Sangat sesuai sekali bila Allah memerintahkan kepada mereka untuk berkata baik kepada manusia setelah Dia memerintahkan mereka untuk berbuat baik kepada mereka melalui perbuatan. Dengan demikian, berarti dalam ayat ini tergabung dua sisi kebajikan, yaitu kebajikan perbuatan dan ucapan. Kemudian perintah untuk menyembah Allah dan berbuat baik kepada manusia ini dikuatkan lagi dengan perintah yang tertentu secara detail dari hal tersebut, yaitu perintah mendirikan salat dan menunaikan zakat. Untuk itu Allah Swt. berfirman:
dirikanlah salat dan tunaikanlah zakat.
(Al Baqarah:83)
Diceritakan pula bahwa ternyata mereka (Bani Israil) berpaling dari semua perintah itu, yakni mereka meninggalkan hal tersebut, membelakanginya, dan berpaling dengan sengaja sesudah mereka mengetahuinya, kecuali sedikit dari kalangan mereka yang mengerjakannya.
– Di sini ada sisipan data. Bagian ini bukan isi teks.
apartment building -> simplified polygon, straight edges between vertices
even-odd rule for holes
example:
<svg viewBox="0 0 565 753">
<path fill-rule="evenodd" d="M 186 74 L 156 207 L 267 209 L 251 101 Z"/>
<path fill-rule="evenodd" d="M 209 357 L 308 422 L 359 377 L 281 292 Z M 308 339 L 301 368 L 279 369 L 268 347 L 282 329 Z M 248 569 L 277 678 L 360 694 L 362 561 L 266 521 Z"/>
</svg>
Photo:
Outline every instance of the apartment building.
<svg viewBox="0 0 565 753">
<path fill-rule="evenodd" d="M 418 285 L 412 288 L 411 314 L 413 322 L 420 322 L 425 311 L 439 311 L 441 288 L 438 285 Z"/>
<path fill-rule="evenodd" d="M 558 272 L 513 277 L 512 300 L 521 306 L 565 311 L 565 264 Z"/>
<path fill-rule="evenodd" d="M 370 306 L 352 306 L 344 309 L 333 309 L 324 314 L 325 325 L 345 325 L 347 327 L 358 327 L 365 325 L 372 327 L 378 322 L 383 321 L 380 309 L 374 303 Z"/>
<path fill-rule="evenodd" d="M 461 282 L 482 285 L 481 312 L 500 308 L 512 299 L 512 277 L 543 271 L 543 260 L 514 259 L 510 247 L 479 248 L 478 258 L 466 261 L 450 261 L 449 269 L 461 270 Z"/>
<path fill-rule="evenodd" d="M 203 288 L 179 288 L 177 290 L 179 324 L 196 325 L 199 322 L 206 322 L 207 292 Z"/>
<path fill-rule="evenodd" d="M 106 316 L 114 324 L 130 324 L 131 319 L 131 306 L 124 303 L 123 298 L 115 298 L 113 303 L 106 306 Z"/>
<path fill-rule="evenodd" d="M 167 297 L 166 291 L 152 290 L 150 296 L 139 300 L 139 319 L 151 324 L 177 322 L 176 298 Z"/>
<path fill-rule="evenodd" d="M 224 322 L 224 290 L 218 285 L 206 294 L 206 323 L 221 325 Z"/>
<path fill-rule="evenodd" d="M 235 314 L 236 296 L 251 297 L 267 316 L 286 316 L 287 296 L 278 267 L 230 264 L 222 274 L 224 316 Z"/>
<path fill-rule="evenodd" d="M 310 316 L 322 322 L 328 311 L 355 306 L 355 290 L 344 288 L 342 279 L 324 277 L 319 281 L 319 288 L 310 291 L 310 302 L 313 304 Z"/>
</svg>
Allah Swt. telah memerintahkan pula umat ini dengan hal yang serupa di dalam surat An-Nisa, yaitu melalui firman-Nya:
Sembahlah Allah, dan janganlah kalian mempersekutukan-Nya dengan sesuatu pun. Dan berbuat baiklah kepada dua orang ibu bapak, karib kerabat, anak-anak yatim, orang-orang miskin, tetangga yang dekat dan tetangga yang jauh, teman sejawat, ibnu sabil, dan hamba sahaya kalian. Sesungguhnya Allah tidak menyukai orang-orang yang sombong dan membangga-banggakan diri. (An Nisaa:36)
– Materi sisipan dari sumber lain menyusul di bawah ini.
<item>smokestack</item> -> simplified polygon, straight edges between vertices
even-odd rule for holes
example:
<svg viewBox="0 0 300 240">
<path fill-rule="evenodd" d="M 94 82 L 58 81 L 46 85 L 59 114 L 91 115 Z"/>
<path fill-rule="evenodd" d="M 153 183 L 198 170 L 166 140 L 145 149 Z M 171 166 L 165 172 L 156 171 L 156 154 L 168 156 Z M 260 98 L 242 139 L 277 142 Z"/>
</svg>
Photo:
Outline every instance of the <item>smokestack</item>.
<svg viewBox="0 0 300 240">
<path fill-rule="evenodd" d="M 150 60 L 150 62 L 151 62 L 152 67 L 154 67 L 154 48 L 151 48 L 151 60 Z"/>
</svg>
Dengan demikian, berarti umat ini diberi kepercayaan oleh Allah Swt. untuk mengerjakan perintah-perintah Allah yang tidak pernah dikerjakan oleh umat-umat sebelumnya. Segala puji dan anugerah hanyalah milik Allah belaka.
Di antara nukilan yang garib (aneh) sehubungan dengan hal ini ialah sebuah riwayat yang diketengahkan oleh Ibnu Abu Hatim di dalam kitab tafsirnya, telah menceritakan kepada kami Abi (ayah Ibnu Abu Hatim), telah menceritakan kepada kami Muhammad ibnu Khalaf Al-Asqalani, telah menceritakan kepada kami Abdullah ibnu Yusuf (yakni At-Tanisi), telah menceritakan kepada kami Khalid ibnu Sabih, dari Humaid ibnu Uqbah, dari Asad ibnu Wada'ah. Disebutkan bahwa Asad ibnu Wada'ah bila keluar dari rumahnya tidak pernah bersua dengan seorang Yahudi atau Nasrani melainkan ia mengucapkan salam kepadanya. Ketika ditanyakan kepadanya, "Apakah gerangan yang mendorongmu hingga kamu mengucapkan salam kepada orang Yahudi dan orang Nasrani?" Ia menjawab bahwa sesungguhnya Allah telah berfirman:
serta ucapkanlah kata-kata yang baik kepada manusia.
Perkataan yang baik itu menurutnya adalah ucapan salam. Ibnu Abu Hatim mengatakan pula, hal yang sama telah diriwayatkan dari Ata Al-Khurrasani.
Menurut kami, telah ditetapkan di dalam sunnah bahwa kita tidak boleh memulai mengucapkan salam penghormatan kepada mereka (orang-orang Yahudi dan orang-orang Nasrani).